Do you guys/gals have any spots on the sand you think I should try fishing? I am definitely going to need some words of wisdom and insight. Does anybody know any easily accessible, and productive areas in Dennis, Yarmouth or Harwich?
This giant tuna article was published in June of 2011.
With reports of seriously big tuna being spotted by planes flying over Cape Cod Bay, it may be time to start thinking about drifting a bluefish off Sandy Neck.
A plethora of mackerel invaded Cape Cod Bay over the past few days. Some nice bass and blues have been caught by anglers trolling tube and worm rigs around the mackerel schools. However you can be sure that stripers and bluefish are not the only predators that have taken notice of the large amount of bait currently present in Cape Cod Bay.
The stickboats have been having good success off the backside of the Cape and around Provincetown. I would not be surprised if we soon hear of giant tuna being harpooned inside the Bay sometime over the next few days.
Beefy tackle in the form of 80 and 130 class reels are a necessity for rod and reel anglers set on catching giant tuna.
The nice weather predicted for this weekend presents a great window of opportunity for small boat tuna fishermen hoping to hook up close to home.
Recently fishermen departing from the East End of the canal have reported bait balls of tinker mackerel extending from the Sandwich shores, well eastward off Barnstable. Odds are this is not the only area in the Bay holding mackerel.
Areas to Check Out
The Fishing Ledge, which sits almost smack dab in the middle of Cape Cod Bay, could be a prime spot to take a look for Charlie (tuna) this weekend.

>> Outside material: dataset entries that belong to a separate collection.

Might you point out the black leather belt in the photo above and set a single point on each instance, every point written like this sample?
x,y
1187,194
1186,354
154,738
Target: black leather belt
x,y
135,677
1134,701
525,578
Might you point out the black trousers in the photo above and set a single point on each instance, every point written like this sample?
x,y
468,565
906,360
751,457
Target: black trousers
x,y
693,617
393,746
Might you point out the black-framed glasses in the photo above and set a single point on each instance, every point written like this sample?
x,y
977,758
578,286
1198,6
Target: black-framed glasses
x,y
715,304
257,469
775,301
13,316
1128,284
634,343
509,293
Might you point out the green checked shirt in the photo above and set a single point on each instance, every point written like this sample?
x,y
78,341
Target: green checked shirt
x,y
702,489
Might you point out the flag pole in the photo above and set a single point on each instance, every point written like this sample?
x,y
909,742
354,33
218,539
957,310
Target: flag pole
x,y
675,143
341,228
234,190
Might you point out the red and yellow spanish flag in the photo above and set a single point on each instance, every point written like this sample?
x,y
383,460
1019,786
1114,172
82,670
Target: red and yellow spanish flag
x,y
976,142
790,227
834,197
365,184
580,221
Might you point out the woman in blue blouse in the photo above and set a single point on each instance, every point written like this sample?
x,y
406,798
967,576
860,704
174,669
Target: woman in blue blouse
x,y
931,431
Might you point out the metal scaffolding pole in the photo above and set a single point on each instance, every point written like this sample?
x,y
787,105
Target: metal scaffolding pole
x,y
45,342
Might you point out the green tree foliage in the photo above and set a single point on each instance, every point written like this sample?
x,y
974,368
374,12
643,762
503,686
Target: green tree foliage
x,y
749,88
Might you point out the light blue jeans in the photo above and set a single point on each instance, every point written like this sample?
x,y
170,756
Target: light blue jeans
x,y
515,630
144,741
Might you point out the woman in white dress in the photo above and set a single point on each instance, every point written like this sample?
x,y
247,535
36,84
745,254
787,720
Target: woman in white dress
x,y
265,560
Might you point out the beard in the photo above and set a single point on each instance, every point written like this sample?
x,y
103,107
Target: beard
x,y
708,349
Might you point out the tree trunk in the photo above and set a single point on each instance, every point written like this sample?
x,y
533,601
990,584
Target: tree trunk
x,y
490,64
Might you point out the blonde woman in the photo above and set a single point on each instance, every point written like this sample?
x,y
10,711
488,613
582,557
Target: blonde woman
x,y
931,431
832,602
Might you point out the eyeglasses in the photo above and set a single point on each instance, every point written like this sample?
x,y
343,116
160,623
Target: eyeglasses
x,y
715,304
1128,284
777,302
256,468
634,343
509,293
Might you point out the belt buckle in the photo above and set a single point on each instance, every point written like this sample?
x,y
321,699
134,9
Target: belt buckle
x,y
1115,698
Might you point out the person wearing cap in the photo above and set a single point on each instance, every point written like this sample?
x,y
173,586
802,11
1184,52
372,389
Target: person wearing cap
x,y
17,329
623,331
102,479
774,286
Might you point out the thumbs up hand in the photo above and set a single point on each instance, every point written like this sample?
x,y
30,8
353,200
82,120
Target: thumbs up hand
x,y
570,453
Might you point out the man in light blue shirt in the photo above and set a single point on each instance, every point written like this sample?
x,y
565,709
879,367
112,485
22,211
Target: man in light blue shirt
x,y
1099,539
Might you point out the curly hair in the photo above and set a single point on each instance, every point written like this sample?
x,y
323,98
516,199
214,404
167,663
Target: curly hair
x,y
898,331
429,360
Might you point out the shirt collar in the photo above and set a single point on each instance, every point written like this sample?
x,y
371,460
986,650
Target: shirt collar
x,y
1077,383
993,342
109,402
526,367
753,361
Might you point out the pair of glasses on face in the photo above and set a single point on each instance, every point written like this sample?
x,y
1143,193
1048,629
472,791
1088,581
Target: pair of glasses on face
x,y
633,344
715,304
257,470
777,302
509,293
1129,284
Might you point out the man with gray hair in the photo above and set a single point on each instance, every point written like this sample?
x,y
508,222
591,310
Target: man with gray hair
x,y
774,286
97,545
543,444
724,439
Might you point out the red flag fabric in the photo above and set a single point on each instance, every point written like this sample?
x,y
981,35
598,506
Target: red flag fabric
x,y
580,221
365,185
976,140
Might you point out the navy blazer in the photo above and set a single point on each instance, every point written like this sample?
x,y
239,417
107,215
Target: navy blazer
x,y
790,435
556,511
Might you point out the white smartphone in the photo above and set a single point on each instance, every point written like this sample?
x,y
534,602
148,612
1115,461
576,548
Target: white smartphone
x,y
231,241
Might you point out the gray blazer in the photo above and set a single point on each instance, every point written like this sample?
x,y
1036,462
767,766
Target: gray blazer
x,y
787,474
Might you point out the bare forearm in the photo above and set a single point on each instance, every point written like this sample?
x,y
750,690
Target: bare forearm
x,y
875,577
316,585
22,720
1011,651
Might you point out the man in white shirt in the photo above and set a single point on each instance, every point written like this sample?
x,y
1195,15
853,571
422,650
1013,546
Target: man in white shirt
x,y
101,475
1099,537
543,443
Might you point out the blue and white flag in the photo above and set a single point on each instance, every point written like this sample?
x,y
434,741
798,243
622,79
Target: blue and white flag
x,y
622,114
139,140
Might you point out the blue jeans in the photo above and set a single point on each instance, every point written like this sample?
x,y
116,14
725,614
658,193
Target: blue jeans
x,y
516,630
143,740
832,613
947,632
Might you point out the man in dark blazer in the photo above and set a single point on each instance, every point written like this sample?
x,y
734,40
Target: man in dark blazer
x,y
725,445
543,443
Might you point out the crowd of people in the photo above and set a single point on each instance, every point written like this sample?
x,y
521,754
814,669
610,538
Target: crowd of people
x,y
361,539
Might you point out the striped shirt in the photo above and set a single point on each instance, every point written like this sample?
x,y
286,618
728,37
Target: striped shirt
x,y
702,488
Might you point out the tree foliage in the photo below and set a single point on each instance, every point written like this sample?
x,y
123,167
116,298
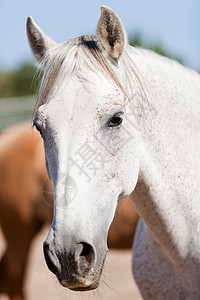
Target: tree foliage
x,y
19,82
138,41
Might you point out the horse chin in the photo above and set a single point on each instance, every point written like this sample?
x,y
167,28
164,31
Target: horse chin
x,y
81,285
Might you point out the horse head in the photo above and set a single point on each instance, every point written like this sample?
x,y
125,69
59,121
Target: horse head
x,y
90,140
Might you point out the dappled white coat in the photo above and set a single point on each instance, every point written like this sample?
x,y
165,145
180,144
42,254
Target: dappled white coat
x,y
162,157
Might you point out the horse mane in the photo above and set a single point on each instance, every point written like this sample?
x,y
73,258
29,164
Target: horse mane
x,y
68,59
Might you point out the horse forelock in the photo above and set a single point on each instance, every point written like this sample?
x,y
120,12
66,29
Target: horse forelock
x,y
65,61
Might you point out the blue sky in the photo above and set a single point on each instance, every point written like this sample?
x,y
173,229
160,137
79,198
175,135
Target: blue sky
x,y
175,24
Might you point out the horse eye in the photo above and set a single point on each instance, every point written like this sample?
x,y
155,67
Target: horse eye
x,y
38,128
116,120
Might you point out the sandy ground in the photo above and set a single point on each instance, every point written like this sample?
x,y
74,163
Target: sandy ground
x,y
117,282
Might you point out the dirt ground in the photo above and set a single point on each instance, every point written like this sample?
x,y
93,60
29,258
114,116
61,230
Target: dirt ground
x,y
117,282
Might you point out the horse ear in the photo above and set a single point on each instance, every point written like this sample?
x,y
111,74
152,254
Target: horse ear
x,y
38,40
111,33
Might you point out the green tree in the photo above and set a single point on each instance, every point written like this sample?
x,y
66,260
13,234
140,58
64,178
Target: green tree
x,y
20,82
138,41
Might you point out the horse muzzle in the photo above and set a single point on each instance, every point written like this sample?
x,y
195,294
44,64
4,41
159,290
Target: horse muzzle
x,y
76,268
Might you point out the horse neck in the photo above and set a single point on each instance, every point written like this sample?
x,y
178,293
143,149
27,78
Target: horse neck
x,y
167,194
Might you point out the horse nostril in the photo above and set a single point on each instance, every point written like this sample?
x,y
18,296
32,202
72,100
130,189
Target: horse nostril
x,y
86,256
48,260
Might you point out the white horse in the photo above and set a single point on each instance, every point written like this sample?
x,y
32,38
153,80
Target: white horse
x,y
120,121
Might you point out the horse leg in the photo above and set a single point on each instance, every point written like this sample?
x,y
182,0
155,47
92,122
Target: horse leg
x,y
12,274
13,263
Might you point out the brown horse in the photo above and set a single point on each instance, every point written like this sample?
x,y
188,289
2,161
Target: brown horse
x,y
26,200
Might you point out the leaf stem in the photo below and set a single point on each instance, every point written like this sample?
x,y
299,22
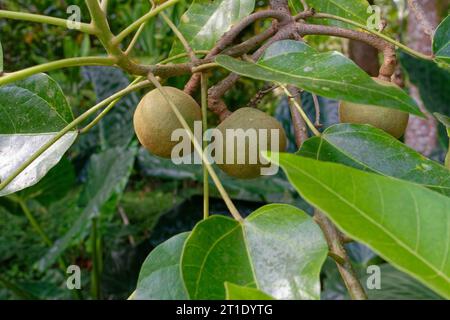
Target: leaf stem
x,y
198,148
107,109
302,113
135,25
180,37
23,16
379,34
64,63
204,91
70,127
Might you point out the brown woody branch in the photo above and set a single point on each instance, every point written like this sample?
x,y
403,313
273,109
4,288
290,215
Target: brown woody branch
x,y
388,50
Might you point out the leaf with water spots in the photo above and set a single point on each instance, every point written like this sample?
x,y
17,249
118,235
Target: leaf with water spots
x,y
278,250
370,149
406,224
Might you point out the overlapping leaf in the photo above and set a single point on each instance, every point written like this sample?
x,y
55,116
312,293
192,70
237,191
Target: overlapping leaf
x,y
206,21
278,250
32,111
330,75
108,174
235,292
160,276
367,148
406,224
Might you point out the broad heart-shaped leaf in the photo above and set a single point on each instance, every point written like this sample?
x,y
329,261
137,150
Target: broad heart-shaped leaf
x,y
160,276
356,10
107,176
367,148
235,292
278,249
406,224
32,112
441,42
330,75
444,120
206,21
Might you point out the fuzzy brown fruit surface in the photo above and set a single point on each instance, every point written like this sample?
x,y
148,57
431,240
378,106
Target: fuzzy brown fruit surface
x,y
242,120
391,121
154,120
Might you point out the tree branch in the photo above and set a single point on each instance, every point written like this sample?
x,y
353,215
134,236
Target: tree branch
x,y
388,50
343,263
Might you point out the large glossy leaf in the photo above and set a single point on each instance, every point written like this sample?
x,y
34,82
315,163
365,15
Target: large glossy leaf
x,y
116,128
330,75
160,276
355,10
396,285
108,174
278,249
406,224
235,292
367,148
441,42
433,83
32,112
206,21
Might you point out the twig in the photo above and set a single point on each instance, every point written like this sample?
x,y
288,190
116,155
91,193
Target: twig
x,y
229,37
300,129
70,127
204,90
338,253
388,50
302,113
420,15
84,27
317,108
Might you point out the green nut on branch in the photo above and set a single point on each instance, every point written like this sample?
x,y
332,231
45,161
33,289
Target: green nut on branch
x,y
255,130
154,120
391,121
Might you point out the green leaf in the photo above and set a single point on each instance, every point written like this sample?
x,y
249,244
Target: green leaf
x,y
406,224
107,176
356,10
116,128
330,75
370,149
278,249
444,120
206,21
1,58
160,276
441,42
235,292
32,111
396,285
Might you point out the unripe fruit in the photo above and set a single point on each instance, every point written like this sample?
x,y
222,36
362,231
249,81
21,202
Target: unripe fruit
x,y
392,121
249,118
154,120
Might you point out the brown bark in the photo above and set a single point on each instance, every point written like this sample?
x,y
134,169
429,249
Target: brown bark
x,y
365,56
421,134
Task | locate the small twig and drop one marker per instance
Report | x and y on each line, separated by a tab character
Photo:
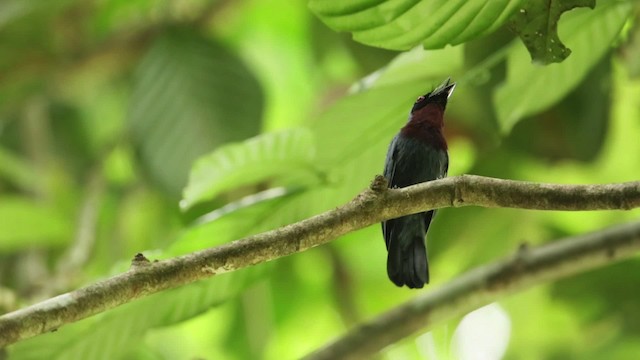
366	209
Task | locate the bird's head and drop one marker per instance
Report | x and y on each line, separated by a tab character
438	96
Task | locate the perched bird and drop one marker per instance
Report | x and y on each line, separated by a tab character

If the seas are glass calm, keep your eyes peeled for giant tuna cruising just underneath the surface.
Giant tuna will often create a V-shaped wake as they cruise just inches under the Bay’s surface. If you plan on targeting smaller tuna on spinning gear, it may be smart to gauge the size of the tuna before casting.
Last year, around this time, tuna in the 150 pound range could be found a few miles north of the Fingers outside Barnstable Harbor. This class of fish would be much better suited for spin fishermen, compared to some of the larger specimens being caught by the stickboats and anglers utilizing heavy conventional tackle.
The area referred to by old timers as the Square off Billingsgate may also be an area worth taking a ride too. A smart tactic would be to spend the early hours of the morning catching bluefish over the shoal, and then drifting the blues in the deeper water west of Billingsgate in the afternoon.
The bluefish I have seen so far this week in the Bay have all been monstrous. We had good success on fat, 34+ inch blues on Thursday. These larger specimens of the bluefish population make prime bait for giant bluefins.
Techniques to Try
Kite fishing is one of the most exciting ways to catch a giant tuna. It’s essentially the same thing as topwater bass fishing, except the fish is about 100 times bigger.
Details matter when kite fishing. Using braided line on Penn 80 or 130 conventional reels can really help a kite to fly high and strong even in a light breeze. Dropper lines set at intervals from the line running off the kite rod will help to decrease the severity of the angle of the main line running from the reel to the bait. “Bridling” baits can help to increase the longevity of precious live bluefish, pogies and mackerel.
Nothing beats seeing a giant tuna at boatside. Photo courtesy of TR Schilb.
Balloon fishing allows a tuna fisherman to strategically place live baits at specific depths. An appropriate size egg sinker, say 8 ounces, is attached a distance up from the live bait on the main line using an elastic band. If the depth you desire to place your bait at is 80 feet, then 80 feet of main line is paid out. A balloon is then attached 80 feet up from the live bait. Float the balloon away from the boat and start the drift.
We’ll discuss the finer details of balloon fishing in subsequent articles. Until then, tight lines and good luck in your pursuit of giant tuna!